- Active: June 7 – October 21, 1918
- Country: Ottoman Empire
- Type: Army group
- Patron: Sultans of the Ottoman Empire
- Engagements: Caucasus Campaign (World War I)

Commanders
- Notable commanders: Vehip Pasha (June 7 – June 29, 1918) Halil Pasha (June 29-October 21, 1918)

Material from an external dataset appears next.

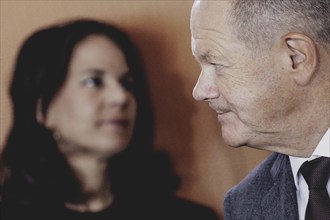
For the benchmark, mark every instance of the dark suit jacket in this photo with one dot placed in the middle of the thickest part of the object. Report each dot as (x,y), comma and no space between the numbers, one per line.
(268,192)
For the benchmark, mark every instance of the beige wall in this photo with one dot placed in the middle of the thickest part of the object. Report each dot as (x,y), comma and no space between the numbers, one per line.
(187,129)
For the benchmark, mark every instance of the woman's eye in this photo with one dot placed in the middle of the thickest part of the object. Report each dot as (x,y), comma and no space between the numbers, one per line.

= Eastern Army Group (Ottoman Empire) =

The Eastern Army Group of the Ottoman Empire (Turkish: Şark Ordular Grubu or Şark Orduları Grubu) was one of the army groups of the Ottoman Army. It was formed during World War I.

== World War I ==

=== Order of Battle, June 1918 ===
In June 1918, the army group was structured as follows:

Eastern Army Group (Ferik Vehip Pasha)
- Third Army, (Ferik Mehmed Esad Psaha)
  - VI Corps (Mirliva Hilmi Pasha)
    - 3rd Caucasian Division (Kaymakam Edib Bey)
    - 36th Caucasian Division (Kaymakam Hamdi Bey)
  - 5th Caucasian Division (Miralay Mürsel Bey)
  - 37th Caucasian Division (Miralay Köprülü Kâzım Bey)
  - Rumeli Detachment
- Ninth Army, (Mirliva Yakub Shevki Pasha)
  - I Caucasian Corps (Mirliva Kâzım Karabekir Pasha)
    - 9th Caucasian Division, 10th Caucasian Division, 15th Division
  - IV Corps (Mirliva Ali Ihsan Pasha)
    - 5th Division, 11th Division, 12th Division
  - Independent Cavalry Brigade

=== Order of Battle, September 1918 ===
In September 1918, the army group was structured as follows:

Eastern Army Group (Ferik Halil Pasha)
- Third Army, (Ferik Mehmed Esad Pasha)
  - 3rd Caucasian Division, 10th Caucasian Division, 36th Caucasian Division
- Ninth Army, (Mirliva Yakub Shevki Pasha)
  - 9th Caucasian Division, 11th Caucasian Division, 12th Division, Independent Cavalry Brigade
- Army Of Islam (Mirliva ve Fahri Ferik Nuri Pasha)
  - 5th Caucasian Division, 15th Division

== After Mudros ==

=== Order of Battle, November 1918 ===
In November 1918, the army group was structured as follows:

- Ninth Army, (Mirliva Yakub Shevki Pasha)
  - 3rd Caucasian Division (Ahıska)
  - 9th Caucasian Division (south of Erzincan)
  - 10th Caucasian Division (Batum – moving to Constantinople)
  - 11th Caucasian Division (Hoy)
  - 36th Caucasian Division (from Third Army, Gümrü)
  - 12th Division (Serdarabad)
  - Independent Cavalry Brigade
- Army Of Islam (to October 27, 1918)
  - 5th Caucasian Infantry Division (Bakü)
  - 15th Division (North Caucasus)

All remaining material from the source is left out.